Les erreurs qui coûtent la récolte
Tailler en hiver
C'est l'erreur classique sur tous les fruitiers à noyau. Une plaie ouverte pendant la période froide et humide fait entrer les chancres bactériens et déclenche la gommose. On taille en été, sur arbre en végétation, quand les plaies cicatrisent en quelques semaines.
Laisser l'arbre se surcharger
Un prunier surchargé casse ses charpentières sous le poids et se met à produire une année sur deux. En juin, éclaircissez à une prune tous les huit centimètres environ : les fruits restants seront deux fois plus gros et l'arbre produira chaque année.
Laisser les fruits momifiés sur l'arbre
Ces prunes desséchées et grises qui restent accrochées tout l'hiver sont des réservoirs de moniliose, et contaminent la récolte suivante. Retirez-les à la main en hiver et évacuez-les, ne les compostez pas.
Ignorer l'hoplocampe
Cette larve pénètre dans les tout jeunes fruits, qui tombent en juin percés d'un trou. Une chute massive de petites prunes début juin en est le signe. Ramassez et évacuez systématiquement les fruits tombés, et posez des pièges englués blancs au moment de la floraison.
En cuisine
- Nature
- Tarte
- Confiture
- Eau-de-vie
- Compote
- Clafoutis
Maladies et ravageurs
- Rouille (taches jaunes sur le dessus des feuilles, spores brunes en dessous)
- Moniliose (fruits qui pourrissent et se momifient sur l'arbre)

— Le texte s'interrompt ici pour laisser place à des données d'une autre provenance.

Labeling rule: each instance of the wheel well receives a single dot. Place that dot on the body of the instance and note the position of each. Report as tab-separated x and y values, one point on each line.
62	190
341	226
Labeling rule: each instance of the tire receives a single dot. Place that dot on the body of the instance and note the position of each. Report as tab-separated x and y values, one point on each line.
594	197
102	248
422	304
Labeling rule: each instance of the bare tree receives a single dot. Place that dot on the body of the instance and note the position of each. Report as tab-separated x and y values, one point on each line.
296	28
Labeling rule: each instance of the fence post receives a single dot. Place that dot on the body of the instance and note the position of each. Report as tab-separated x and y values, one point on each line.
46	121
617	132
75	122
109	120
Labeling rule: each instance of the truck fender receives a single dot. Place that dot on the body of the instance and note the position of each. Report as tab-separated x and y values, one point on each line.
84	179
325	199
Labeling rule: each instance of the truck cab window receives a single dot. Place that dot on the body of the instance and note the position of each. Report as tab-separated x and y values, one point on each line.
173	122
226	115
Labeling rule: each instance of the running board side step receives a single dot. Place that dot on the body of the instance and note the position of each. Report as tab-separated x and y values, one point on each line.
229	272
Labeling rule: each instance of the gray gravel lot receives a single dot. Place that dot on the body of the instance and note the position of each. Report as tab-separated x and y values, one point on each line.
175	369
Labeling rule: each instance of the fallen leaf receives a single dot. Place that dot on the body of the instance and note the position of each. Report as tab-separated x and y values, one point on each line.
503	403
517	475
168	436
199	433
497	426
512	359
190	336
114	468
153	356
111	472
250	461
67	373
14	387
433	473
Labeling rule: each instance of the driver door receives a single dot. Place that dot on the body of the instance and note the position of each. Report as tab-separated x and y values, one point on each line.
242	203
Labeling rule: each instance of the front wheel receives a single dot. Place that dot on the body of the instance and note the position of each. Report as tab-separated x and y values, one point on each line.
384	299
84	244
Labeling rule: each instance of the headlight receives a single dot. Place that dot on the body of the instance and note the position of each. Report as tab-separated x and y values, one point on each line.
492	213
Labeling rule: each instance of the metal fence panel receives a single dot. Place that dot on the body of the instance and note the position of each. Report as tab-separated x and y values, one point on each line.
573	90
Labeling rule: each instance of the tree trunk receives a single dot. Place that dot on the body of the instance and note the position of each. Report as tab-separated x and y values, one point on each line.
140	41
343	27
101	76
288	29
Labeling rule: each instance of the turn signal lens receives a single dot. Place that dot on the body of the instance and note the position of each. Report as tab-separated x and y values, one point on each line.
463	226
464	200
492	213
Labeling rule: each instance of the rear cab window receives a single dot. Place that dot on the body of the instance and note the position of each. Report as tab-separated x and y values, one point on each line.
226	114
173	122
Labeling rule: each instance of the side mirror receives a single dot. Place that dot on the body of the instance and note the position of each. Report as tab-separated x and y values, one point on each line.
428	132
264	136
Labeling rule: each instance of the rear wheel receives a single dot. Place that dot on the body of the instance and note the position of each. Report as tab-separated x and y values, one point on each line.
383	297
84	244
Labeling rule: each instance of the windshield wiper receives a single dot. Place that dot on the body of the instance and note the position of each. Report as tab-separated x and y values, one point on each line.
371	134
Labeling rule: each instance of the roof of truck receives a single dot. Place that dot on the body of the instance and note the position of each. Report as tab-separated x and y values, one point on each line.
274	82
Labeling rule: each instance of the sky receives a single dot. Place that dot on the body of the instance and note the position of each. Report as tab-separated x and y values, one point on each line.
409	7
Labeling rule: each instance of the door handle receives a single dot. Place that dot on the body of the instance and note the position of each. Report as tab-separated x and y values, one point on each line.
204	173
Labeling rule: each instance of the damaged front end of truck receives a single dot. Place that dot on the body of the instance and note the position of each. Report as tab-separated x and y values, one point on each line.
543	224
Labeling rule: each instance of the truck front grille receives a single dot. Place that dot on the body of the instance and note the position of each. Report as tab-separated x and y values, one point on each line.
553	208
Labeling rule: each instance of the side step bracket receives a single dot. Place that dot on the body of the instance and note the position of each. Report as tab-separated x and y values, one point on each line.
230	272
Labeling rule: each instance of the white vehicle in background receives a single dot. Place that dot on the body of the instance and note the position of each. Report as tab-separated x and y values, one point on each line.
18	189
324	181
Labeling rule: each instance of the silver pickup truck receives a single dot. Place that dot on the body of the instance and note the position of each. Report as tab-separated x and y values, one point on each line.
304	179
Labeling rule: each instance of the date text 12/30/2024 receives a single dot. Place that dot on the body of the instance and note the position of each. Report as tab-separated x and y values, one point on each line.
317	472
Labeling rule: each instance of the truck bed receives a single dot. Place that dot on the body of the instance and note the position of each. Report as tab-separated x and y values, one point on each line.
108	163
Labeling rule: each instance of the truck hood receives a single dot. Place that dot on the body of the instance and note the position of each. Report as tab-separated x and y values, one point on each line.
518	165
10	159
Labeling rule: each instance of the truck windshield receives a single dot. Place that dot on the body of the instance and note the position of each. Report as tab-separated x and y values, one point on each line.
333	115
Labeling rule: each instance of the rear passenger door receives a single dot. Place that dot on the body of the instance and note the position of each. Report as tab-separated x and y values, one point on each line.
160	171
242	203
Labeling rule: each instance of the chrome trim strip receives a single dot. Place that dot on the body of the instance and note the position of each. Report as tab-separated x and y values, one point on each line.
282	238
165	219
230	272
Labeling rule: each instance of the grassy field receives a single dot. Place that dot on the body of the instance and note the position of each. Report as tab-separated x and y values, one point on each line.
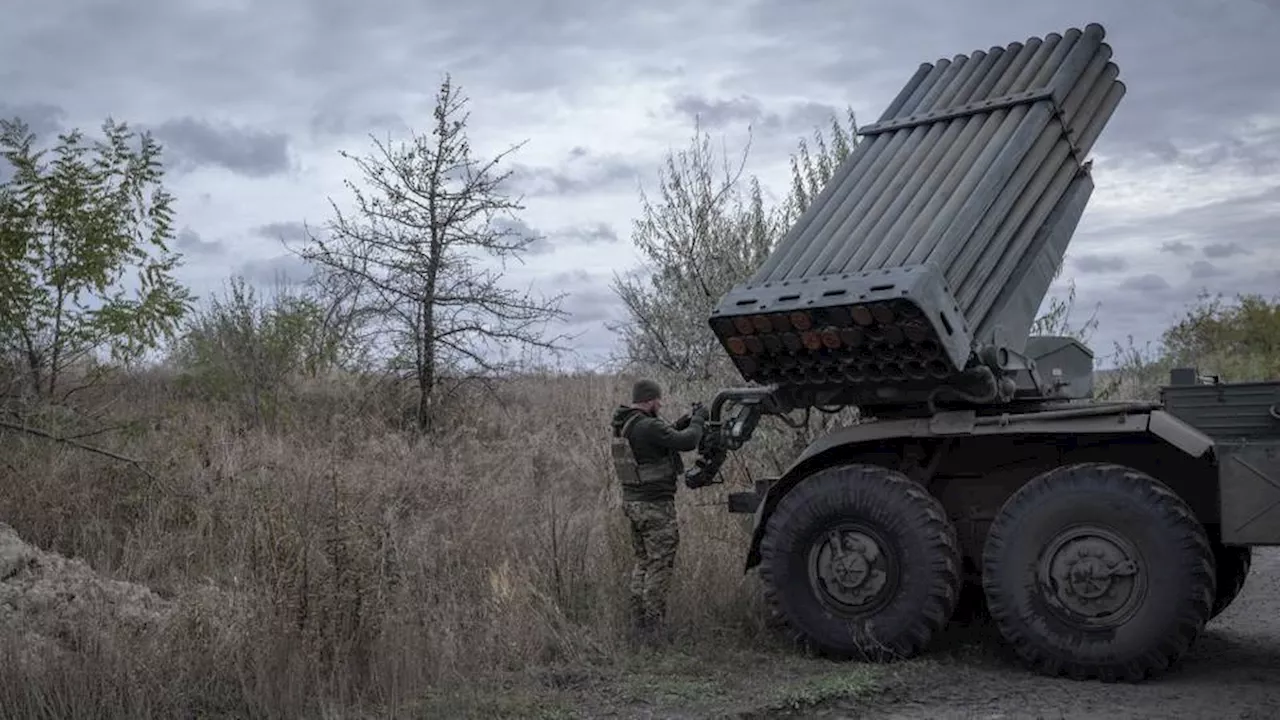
328	564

- Criblure ou maladie des pochettes (fruits plats et déformés)
- Chancre bactérien
- Hoplocampe (larve dans les jeunes fruits)
Associations au potager
Bonnes associations
- Ail planté au pied
- Capucine
- Consoude
À éviter
- Noyer (toxines racinaires)
Quelle variété choisir ?
| Variété | Type | Ce qui la distingue |
|---|---|---|
| Reine-Claude d'Oullins | Jaune, juillet, autofertile | Gros fruits doux, résistante à la moniliose et à la rouille. Le meilleur premier prunier. |
| Mirabelle de Nancy | Petite, août, autofertile | Très sucrée, parfaite en tarte et en confiture. Productive et rustique, floraison tardive. |
| Quetsche d'Alsace | Violette, septembre | Chair ferme qui tient à la cuisson, la prune des tartes alsaciennes. Tardive, rustique en zone froide. |
| Reine-Claude Verte | Verte, août, auto-stérile | La meilleure gustativement, mais exige impérativement un pollinisateur et une bonne exposition. |
| Prune d'Ente | Violette, séchage | La variété du pruneau d'Agen. Demande de la chaleur et un séchage soigné pour donner son plein intérêt. |
Questions fréquentes
Mirabelle, quetsche, reine-claude : quelles différences ?

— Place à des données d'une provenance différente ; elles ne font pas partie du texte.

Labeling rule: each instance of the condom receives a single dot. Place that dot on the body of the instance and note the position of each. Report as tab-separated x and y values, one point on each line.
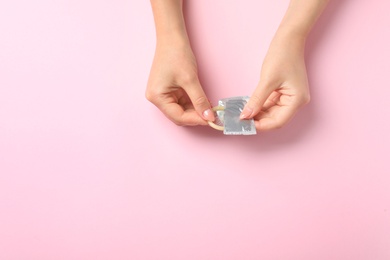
228	119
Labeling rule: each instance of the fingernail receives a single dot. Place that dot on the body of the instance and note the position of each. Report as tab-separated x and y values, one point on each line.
208	115
246	112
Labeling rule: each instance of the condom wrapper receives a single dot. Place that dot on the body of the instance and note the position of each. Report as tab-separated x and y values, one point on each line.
228	115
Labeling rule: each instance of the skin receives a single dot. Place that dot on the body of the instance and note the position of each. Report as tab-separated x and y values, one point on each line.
283	88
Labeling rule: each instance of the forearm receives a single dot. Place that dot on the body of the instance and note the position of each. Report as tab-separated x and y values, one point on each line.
300	17
169	20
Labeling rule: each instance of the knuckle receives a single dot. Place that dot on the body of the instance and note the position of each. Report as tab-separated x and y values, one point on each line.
304	99
255	100
200	101
151	95
188	78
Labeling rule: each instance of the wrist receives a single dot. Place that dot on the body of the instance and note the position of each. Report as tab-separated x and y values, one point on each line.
291	39
173	39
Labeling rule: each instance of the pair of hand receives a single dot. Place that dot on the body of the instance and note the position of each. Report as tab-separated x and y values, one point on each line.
175	89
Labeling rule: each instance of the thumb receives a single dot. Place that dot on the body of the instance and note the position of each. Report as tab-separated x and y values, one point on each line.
256	102
200	101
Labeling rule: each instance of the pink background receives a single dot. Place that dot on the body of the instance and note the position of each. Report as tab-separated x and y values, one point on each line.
90	170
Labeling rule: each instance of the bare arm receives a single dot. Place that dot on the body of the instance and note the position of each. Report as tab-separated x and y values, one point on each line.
173	84
283	86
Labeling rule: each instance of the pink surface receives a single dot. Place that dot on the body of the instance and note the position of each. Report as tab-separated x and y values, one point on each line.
90	170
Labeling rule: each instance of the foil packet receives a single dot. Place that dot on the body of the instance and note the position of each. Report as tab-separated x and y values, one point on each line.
228	117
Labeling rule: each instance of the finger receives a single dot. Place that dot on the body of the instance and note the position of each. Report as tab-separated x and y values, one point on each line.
200	101
271	101
256	101
276	117
176	114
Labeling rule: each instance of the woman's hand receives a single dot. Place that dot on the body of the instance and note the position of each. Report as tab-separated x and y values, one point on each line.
283	86
173	84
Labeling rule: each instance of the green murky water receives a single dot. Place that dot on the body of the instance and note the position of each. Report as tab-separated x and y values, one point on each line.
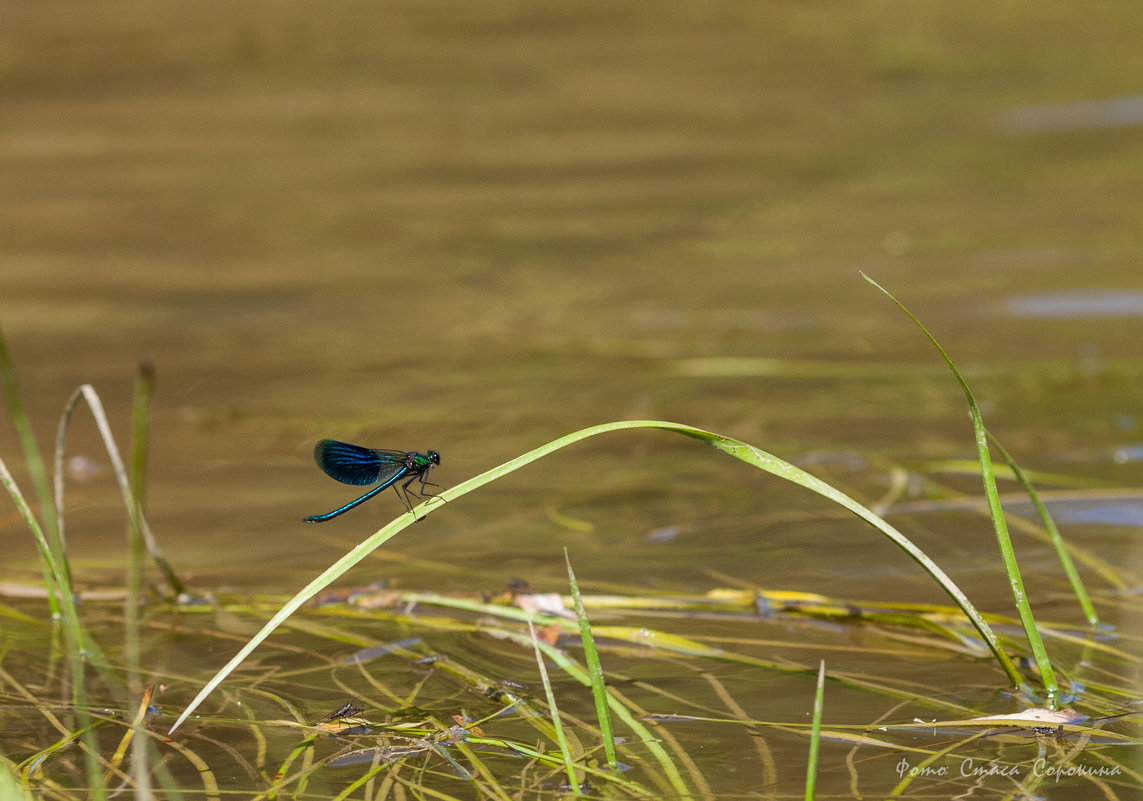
478	227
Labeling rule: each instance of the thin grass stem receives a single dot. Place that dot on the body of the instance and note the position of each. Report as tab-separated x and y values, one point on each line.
815	735
1000	526
1054	536
553	710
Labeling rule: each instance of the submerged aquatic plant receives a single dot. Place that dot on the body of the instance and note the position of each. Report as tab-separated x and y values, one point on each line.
406	749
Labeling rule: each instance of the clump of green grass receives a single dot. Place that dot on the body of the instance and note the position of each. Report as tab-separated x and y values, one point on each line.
585	755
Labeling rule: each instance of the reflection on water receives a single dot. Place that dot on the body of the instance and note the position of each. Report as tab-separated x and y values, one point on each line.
1080	303
476	227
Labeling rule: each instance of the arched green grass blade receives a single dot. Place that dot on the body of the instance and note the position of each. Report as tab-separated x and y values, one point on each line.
727	445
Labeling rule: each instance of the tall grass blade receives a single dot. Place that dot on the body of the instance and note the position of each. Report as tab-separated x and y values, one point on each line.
815	733
554	712
135	518
1023	608
727	445
1054	536
594	669
36	469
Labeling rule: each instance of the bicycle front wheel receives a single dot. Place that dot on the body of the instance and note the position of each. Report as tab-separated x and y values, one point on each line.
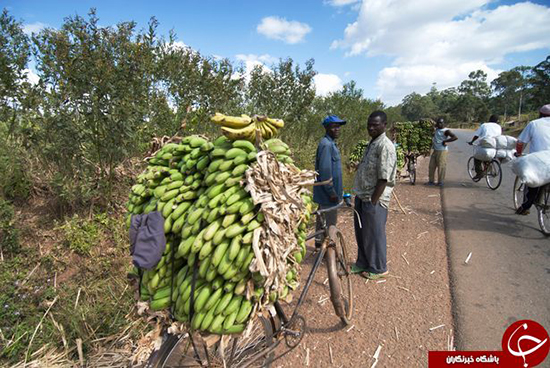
543	208
339	276
471	168
519	187
494	174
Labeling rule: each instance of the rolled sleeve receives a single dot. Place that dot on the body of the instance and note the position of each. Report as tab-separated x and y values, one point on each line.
325	168
525	136
387	163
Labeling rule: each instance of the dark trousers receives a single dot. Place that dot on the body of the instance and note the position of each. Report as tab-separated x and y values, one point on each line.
529	197
331	217
371	238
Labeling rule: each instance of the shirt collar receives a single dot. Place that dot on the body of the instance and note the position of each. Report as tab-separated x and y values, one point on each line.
379	137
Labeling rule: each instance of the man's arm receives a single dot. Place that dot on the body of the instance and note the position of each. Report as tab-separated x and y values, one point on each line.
325	171
451	135
378	190
386	165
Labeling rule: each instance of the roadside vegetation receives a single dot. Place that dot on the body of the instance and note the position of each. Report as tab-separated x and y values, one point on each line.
71	144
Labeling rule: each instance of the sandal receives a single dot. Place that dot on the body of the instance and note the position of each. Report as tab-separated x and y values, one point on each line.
374	276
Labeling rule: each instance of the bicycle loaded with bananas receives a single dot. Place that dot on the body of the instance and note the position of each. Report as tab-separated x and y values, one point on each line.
235	217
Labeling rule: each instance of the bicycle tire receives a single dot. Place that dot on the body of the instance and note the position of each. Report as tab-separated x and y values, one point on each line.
471	168
518	192
339	276
494	171
176	351
544	211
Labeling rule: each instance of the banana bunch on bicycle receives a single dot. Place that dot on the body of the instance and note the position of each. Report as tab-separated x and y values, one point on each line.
204	275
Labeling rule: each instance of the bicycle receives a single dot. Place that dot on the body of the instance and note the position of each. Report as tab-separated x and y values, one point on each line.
491	170
256	346
542	203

Trois groupes distincts. Les mirabelles sont de petites prunes rondes, jaunes et très sucrées, qui mûrissent en août et se prêtent aux tartes et aux confitures. Les quetsches sont allongées, violet foncé, à chair ferme qui tient à la cuisson, et mûrissent en septembre. Les reines-claudes sont rondes, vertes ou dorées, juteuses et parfumées, à consommer surtout fraîches en août. Les calendriers se complètent bien : deux arbres de groupes différents étalent la récolte sur deux mois.
Pourquoi mes prunes pourrissent-elles sur l'arbre ?

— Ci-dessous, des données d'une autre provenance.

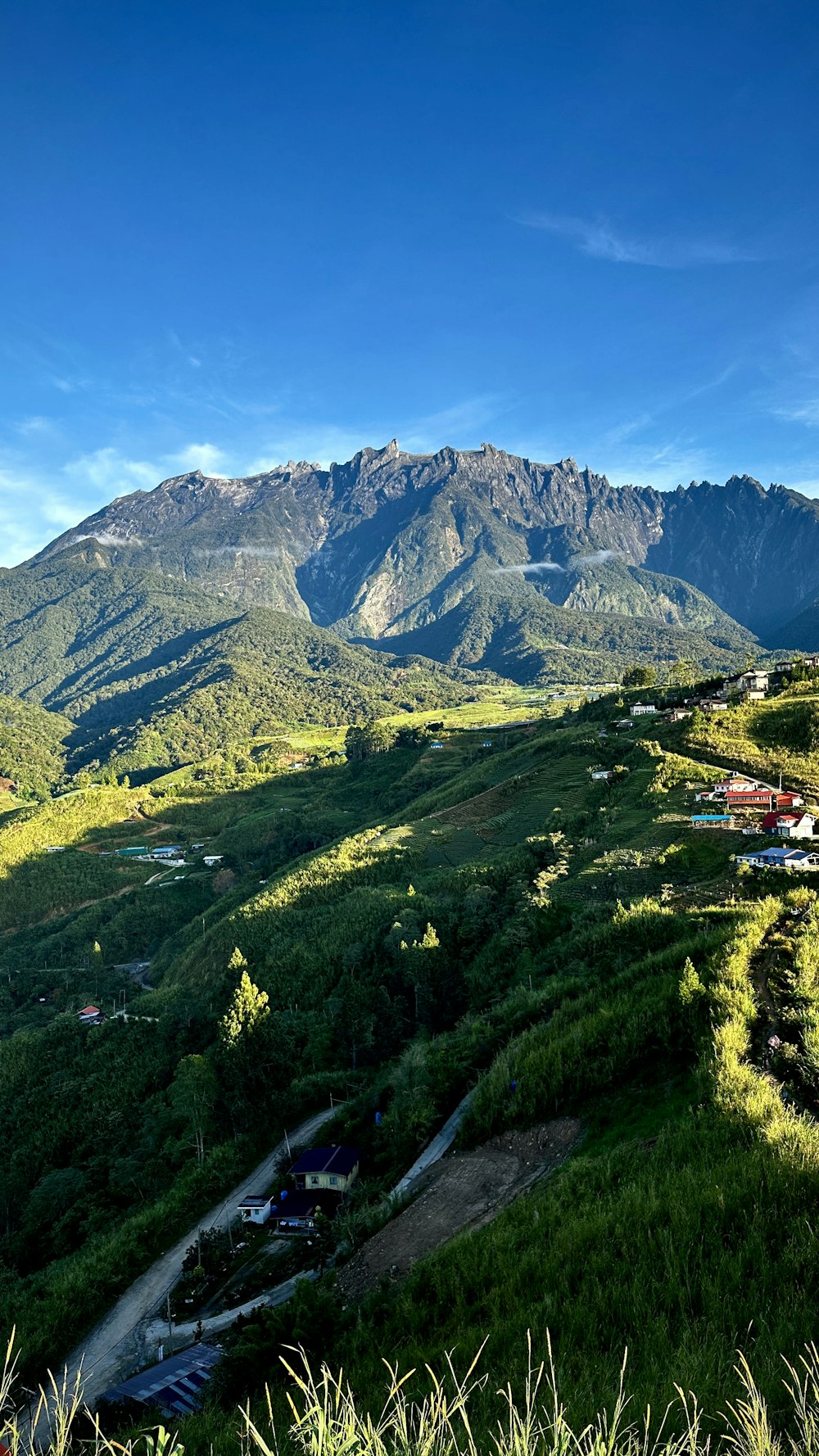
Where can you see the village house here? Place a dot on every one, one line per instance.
(172, 1386)
(331, 1168)
(793, 825)
(780, 859)
(256, 1207)
(296, 1212)
(751, 681)
(749, 798)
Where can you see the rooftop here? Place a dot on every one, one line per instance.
(172, 1385)
(327, 1160)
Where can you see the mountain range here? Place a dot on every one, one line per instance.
(317, 591)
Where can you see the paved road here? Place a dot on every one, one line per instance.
(436, 1149)
(156, 1331)
(111, 1351)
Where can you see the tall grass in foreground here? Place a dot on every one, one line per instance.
(325, 1420)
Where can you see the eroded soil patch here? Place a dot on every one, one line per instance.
(462, 1191)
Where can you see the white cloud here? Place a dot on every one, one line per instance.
(206, 458)
(110, 473)
(806, 414)
(469, 418)
(595, 558)
(35, 426)
(528, 568)
(600, 239)
(108, 539)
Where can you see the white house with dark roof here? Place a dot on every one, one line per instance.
(331, 1168)
(256, 1207)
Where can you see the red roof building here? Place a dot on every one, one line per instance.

C'est la moniliose. Le fruit brunit, se couvre de coussinets beiges disposés en cercles, puis se dessèche et se momifie sans tomber. Elle entre par les blessures, celles des guêpes et de la grêle notamment. La prévention se joue en hiver : retirez tous les fruits momifiés et les rameaux desséchés, et éclaircissez en juin pour que les fruits ne se touchent pas.
Que sont ces prunes plates et déformées ?
C'est la maladie des pochettes, un champignon qui se développe au printemps par temps humide. Les jeunes fruits s'allongent, deviennent creux, mous et boursouflés, sans noyau, puis tombent. Elle est spectaculaire mais rarement grave. Ramassez et détruisez tous les fruits atteints avant qu'ils libèrent leurs spores : c'est le seul moyen de casser le cycle d'une année sur l'autre.
Comment conserver une grosse récolte ?
La prune ne se garde que quelques jours en frais. Congelez-la dénoyautée, elle tient un an et convient parfaitement aux tartes. En confiture, elle prend très bien, avec peu de sucre pour les variétés déjà douces. Le séchage donne d'excellents résultats sur les quetsches et les prunes d'Ente : dénoyautez, disposez peau vers le bas, et séchez à 60 °C pendant huit à douze heures.